Tesla CEO Elon Musk took the witness stand Wednesday to defend himself in a shareholder lawsuit challenging a compensation package he was awarded by the company’s board of directors that is potentially worth more than $55 billion.
Musk denied that he dictated terms of the compensation package or attended any meetings at which the plan was discussed by the board, its compensation committee, or a working group that helped develop it.
“I was entirely focused on the execution of the company,” he said.
Plaintiff’s attorney Greg Varallo spent much of his early cross-examination trying to draw Musk into admitting that he controls Tesla to such an extent that he can sway the board to do his bidding. Among other things, Varallo questioned Musk about his title of “Technoking,” a role that Musk has previously noted comes with “panache” and “great dance moves.”
“I think comedy is legal,” Musk told Varallo, who had questioned whether Musk was “stone-cold sober” when he came up with the title.
Varallo also suggested that one of the reasons that Musk developed a “master plan” for Tesla was to let people know he was in charge. He also noted that Musk makes recommendations regarding compensation for senior executives, and that he unilaterally made the decision to pause Tesla’s policy of accepting bitcoin from vehicle purchasers.
“You’re asking complex questions that can’t be answered ‘yes’ or ‘no’,” Musk said when Varallo asked whether he came up with the vision for Tesla.
The lawsuit alleges that the performance-based stock option grant was negotiated by the compensation committee and approved by Tesla board members who had conflicts interest due to personal and professional ties to Musk, including investments in his companies. It also alleges the shareholder vote approving the compensation plan was based on a misleading proxy statement.
The shareholder plaintiff alleges that the proxy wrongly described members of the compensation committee as “independent,” and characterized all of the milestones that triggered vesting in the stock options as “stretch” goals meant to be difficult to achieve, even though internal projections indicated that three operational milestones were likely to be achieved within 18 months of the stockholder vote.
Attorneys for the defendants have noted that two institutional proxy advising firms that urged shareholders to reject the plan nevertheless noted that it would require “significant and perhaps historic achievements” and require growth that “appear stretching by any benchmark.”
The plan called for Musk to reap billions if Tesla hit certain market capitalization and operational milestones. For each incidence of simultaneously meeting a market cap milestone and an operational milestone, Musk, who owned about 22% of Tesla when the plan was approved, would get stock equal to 1% of outstanding shares at the time of the grant. His interest in the company would grow to about 28% if the company’s market capitalization grew by $600 billion.
Each milestone in the plan includes growing Tesla’s market capitalization by $50 billion and meeting aggressive revenue and pretax profit growth targets. Musk would receive the full benefit of the pay plan, $55.8 billion, only if Tesla hit a market capitalization of $650 billion and unprecedented revenue and earnings within a decade.

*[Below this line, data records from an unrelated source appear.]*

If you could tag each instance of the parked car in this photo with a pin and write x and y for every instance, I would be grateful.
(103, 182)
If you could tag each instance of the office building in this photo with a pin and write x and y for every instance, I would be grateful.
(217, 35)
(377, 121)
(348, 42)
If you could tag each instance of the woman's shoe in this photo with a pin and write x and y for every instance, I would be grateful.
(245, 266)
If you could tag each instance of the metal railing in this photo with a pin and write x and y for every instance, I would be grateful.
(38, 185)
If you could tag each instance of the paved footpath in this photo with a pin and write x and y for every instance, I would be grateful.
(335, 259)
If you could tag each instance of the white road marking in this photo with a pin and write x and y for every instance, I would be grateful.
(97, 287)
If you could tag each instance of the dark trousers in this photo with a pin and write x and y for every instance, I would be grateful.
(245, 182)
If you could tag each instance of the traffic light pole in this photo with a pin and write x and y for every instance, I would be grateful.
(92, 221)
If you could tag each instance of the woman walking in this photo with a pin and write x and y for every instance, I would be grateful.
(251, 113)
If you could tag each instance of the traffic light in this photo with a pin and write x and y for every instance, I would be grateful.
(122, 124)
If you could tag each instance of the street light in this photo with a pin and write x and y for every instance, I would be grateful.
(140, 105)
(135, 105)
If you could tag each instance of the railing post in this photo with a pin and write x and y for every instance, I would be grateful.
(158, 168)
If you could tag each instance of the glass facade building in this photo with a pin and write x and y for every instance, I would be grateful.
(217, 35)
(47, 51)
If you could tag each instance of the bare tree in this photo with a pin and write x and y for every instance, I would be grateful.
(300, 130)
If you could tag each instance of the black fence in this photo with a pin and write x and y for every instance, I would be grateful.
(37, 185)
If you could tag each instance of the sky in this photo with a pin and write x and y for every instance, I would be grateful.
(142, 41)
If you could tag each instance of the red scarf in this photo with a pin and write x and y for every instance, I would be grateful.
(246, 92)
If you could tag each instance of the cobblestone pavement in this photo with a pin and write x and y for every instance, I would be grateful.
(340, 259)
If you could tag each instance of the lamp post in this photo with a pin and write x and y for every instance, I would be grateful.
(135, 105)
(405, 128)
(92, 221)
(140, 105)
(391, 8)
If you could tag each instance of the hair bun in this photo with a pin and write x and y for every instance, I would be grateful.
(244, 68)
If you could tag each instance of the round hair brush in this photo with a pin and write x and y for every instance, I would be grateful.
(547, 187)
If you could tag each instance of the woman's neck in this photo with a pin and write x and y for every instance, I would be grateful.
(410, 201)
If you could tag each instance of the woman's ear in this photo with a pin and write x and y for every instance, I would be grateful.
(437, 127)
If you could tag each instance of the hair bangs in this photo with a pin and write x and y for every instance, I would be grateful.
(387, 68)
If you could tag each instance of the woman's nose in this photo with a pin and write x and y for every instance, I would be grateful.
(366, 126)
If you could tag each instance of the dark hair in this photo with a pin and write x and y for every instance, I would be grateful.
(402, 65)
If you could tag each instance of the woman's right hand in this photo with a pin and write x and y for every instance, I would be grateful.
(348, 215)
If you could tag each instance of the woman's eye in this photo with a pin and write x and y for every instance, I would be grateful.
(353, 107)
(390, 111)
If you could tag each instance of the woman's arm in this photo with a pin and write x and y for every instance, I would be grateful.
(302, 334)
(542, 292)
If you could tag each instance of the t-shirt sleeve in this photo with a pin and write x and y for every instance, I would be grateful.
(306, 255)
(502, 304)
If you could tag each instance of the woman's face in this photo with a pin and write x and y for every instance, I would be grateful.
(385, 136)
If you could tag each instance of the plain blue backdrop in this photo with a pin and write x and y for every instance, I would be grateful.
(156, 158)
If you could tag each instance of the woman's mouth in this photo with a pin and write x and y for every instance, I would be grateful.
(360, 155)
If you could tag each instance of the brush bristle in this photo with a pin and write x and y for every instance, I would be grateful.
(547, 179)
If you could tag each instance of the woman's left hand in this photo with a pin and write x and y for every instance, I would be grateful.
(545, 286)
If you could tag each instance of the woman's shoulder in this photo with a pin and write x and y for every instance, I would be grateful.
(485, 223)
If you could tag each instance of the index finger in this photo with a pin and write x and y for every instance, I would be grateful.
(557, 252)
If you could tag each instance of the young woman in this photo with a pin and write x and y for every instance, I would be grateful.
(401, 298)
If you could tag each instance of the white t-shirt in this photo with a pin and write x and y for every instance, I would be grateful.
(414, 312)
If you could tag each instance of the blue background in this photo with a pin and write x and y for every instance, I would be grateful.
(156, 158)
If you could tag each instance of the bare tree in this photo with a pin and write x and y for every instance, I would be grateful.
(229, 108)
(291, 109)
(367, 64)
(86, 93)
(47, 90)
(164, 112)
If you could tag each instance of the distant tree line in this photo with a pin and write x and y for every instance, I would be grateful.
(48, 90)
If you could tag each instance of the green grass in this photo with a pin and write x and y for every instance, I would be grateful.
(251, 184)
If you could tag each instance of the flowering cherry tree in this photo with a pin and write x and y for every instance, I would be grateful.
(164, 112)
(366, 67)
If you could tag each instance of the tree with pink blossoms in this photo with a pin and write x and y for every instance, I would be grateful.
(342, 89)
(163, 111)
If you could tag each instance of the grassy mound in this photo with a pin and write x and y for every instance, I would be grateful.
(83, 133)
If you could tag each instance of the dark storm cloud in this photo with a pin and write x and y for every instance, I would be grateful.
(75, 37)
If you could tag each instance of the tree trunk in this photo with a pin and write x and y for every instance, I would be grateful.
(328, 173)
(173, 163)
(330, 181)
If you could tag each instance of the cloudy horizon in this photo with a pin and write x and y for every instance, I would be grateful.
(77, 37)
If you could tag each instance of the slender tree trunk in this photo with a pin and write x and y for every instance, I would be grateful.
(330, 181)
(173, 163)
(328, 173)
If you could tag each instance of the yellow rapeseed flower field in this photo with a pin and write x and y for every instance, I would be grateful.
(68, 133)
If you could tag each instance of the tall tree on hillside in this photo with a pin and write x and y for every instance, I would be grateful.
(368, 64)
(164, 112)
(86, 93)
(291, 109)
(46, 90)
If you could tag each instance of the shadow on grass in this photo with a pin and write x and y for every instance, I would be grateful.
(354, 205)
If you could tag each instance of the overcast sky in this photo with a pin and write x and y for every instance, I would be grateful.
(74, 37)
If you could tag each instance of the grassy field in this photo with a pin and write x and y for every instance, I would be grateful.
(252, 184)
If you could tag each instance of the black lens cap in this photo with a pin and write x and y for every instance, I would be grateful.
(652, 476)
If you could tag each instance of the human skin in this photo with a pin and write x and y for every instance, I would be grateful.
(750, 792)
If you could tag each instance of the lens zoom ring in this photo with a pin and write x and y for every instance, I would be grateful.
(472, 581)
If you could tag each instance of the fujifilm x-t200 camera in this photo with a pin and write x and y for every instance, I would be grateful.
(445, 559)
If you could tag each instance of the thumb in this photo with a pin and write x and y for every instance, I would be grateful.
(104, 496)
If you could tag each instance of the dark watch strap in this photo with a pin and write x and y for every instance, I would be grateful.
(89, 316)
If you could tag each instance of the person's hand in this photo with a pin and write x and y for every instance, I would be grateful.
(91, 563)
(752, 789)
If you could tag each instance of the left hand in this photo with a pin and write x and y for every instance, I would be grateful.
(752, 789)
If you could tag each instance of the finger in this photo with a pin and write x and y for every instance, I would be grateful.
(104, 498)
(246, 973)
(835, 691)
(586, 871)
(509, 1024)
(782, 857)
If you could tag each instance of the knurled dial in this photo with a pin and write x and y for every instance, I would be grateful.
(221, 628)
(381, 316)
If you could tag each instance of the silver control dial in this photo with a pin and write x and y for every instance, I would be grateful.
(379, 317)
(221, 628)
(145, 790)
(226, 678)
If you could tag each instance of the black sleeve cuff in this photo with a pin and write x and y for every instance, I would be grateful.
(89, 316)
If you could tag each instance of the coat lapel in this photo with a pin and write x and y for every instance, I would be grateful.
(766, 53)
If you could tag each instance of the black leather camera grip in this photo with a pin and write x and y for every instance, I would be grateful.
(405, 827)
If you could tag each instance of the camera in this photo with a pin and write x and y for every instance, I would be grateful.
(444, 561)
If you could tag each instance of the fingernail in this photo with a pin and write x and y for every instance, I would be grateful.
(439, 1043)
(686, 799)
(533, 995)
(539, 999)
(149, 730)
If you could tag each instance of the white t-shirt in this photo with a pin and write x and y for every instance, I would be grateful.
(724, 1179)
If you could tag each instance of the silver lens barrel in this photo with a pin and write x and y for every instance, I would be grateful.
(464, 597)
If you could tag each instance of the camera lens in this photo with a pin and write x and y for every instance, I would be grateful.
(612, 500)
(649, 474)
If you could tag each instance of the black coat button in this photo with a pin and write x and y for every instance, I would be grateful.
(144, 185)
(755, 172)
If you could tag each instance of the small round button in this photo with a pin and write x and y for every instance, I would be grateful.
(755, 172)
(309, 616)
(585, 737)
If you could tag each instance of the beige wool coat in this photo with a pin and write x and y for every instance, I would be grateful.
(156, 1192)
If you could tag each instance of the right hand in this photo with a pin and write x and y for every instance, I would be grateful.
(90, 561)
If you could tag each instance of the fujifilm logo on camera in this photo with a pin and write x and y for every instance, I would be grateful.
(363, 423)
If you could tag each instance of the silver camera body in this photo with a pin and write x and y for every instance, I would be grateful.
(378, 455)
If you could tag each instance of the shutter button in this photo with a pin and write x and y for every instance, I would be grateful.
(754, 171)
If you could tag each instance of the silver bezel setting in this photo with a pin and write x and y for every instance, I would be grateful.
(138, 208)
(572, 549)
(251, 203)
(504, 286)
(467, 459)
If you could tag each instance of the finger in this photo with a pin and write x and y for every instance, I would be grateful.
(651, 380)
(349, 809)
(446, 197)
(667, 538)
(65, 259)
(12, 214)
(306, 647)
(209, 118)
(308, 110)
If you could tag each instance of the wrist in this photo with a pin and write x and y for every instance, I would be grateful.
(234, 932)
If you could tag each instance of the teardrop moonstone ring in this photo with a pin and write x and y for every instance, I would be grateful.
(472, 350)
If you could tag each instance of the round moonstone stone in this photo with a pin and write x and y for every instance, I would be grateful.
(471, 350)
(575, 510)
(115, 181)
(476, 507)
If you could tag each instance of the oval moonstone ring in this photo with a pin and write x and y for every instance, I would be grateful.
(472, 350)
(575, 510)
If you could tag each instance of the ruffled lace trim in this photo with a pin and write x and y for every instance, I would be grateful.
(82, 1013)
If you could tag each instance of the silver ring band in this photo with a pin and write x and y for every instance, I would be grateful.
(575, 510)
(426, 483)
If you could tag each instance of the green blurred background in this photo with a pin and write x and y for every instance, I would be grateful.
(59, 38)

To date, Tesla has achieved all 12 of the market capitalization milestones and 11 operational milestones, resulting in the vesting of 11 of the grant’s 12 tranches and providing Musk over $52.4 billion in stock option gains, according to the lawsuit. Since the grant was awarded, Tesla’s market capitalization has increased from $59 billion to more than $613 billion now, having briefly hit $1 trillion early this year. Musk has sold Tesla stock to finance the Twitter purchase, adding downward pressure on the shares.
Shares of Tesla and other automakers have been battered this year, but the Austin, Texas, company earned $5.5 billion in 2021, blowing away the previous year’s profit of $721 million. It also produced a record 936,000 vehicles, nearly double vehicle production in 2020.
Attorneys for the plaintiff have suggested that incentivizing Musk to remain at Tesla’s helm by offering a huge compensation package was unnecessary, because he’s never suggested that he might leave. They’ve also suggested that Musk’s true motive in negotiating the package was to fund his dream to colonize Mars.
In a November 2017 email to former Tesla General Counsel Todd Maron, Musk expressed optimism that the compensation package would be seen in a favorable light.
“Given that this will all go to causes that at least aspirationally maximize the probability of a good future for humanity, plus all Tesla shareholders will be super happy, I think this will be received well,” he wrote, adding that “it should come across as an ultra bullish view of the future.”
While on the stand, Musk also said that he does not want to be the CEO of any company.